This Thanksgiving, no doubt, is going to be different. Our typical gatherings with family and friends likely will be more subdued — even virtual — as we contend with the impact of a pandemic. All of us have been affected by this virus in some way.
Thanksgiving is a time for sharing gratitude for all of our blessings. Yet it might be difficult to get into the spirit of giving thanks in the midst of a pandemic. But we can find inspiration by reflecting inward and viewing Thanksgiving through the lens of our faith.
In his column this week, Archbishop Mitchell Rozanski said that Thanksgiving gives us a time of peace and connection that leaves us refreshed and inspires us to do it all over again next year. We can find that sense of peace within the context of our faith, all year long from the source and summit of our Catholic faith — Jesus Christ, truly present in the Eucharist.
“Faith calls us to place the Eucharist at the center of our lives — to arrange our schedule around it, and prepare for it,” Archbishop Rozanski wrote. “It can be a bit hectic. But when we do so we experience the fruit of the Eucharist — a peace that comes to us because of our union with the Lord, and a connection with each other because of our union in Him. That’s a taste — literally — of God’s presence.”
This week, we also highlight numerous examples in the Catechism of the Catholic Church that share the connection between faith and thanksgiving. The Eucharist, the Holy Spirit, and even hallowing God’s name are all examples in which we may find expressions of thanksgiving.

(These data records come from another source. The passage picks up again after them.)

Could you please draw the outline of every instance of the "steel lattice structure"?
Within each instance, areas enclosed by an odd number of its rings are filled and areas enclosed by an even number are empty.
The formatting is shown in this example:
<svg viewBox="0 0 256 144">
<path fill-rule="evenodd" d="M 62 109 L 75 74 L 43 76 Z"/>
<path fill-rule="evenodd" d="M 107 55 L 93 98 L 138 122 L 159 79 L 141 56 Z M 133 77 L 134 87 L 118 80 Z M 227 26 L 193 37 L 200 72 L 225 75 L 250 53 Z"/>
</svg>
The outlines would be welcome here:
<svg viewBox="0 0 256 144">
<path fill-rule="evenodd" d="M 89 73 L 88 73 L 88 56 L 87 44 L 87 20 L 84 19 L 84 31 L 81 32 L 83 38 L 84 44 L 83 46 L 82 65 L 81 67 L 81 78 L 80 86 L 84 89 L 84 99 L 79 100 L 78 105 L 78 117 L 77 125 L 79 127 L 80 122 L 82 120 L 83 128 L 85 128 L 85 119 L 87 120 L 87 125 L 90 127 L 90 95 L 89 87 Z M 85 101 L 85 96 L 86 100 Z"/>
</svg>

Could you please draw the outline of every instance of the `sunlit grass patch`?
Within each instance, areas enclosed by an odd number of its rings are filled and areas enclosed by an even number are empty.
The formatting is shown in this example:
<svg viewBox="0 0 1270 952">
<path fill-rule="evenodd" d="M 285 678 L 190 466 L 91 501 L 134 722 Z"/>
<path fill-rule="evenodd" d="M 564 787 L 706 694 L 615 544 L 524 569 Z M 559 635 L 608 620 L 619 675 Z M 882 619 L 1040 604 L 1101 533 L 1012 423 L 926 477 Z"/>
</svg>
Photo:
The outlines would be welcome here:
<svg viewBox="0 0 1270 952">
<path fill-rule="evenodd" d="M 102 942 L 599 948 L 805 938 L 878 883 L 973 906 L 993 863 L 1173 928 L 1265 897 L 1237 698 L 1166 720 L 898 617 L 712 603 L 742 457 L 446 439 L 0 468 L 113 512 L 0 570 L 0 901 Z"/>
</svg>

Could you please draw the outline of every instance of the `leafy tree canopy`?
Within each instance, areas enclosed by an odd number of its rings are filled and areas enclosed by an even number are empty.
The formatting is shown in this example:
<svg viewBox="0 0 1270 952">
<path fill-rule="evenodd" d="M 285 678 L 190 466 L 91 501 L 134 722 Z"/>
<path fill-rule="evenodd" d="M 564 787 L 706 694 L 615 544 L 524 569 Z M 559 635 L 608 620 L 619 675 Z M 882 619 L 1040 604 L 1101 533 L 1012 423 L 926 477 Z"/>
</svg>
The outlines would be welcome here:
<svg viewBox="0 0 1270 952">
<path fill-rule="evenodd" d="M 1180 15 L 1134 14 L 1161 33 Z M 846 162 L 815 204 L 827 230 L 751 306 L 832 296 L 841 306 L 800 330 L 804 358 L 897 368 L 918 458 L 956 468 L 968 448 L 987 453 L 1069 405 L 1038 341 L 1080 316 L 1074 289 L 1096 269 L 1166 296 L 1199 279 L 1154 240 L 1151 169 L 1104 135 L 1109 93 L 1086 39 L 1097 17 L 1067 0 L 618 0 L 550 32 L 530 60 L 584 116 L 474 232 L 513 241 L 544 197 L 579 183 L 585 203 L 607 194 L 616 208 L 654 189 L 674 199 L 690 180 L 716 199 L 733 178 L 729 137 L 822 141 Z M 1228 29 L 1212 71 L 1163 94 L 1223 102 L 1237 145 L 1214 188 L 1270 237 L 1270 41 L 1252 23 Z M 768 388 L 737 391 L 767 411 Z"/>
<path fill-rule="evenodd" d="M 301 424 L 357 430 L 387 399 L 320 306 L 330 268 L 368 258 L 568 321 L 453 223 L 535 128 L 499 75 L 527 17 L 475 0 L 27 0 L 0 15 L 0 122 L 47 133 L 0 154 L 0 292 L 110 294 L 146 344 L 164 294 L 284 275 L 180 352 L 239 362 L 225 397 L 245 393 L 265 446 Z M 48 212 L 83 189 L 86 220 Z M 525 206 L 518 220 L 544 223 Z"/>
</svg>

Just as inspiring this Thanksgiving are the many ways in which others are continuing to support a community in need. At Sts. Teresa and Bridget Parish in St. Louis, for example, more than 400 turkeys were distributed to people in the neighborhood as well as other churches and organizations, who then give to people in need. The parish’s St. Vincent de Paul Society conference also provided much-needed paper products.
Even with the stress that comes with a pandemic, people are finding ways to continue to support those in need in our community. “God has blessed us and blessed this church,” said Marvin Brown, who participated in the turkey distribution Nov. 18.
It’s an act of love, but it’s also an act of faith. Recognizing that our blessings come from God, we take the peace we find inside our hearts and turn that outward in a spirit of giving. And being there for our neighbors in need becomes much easier when we see the face of Christ in others.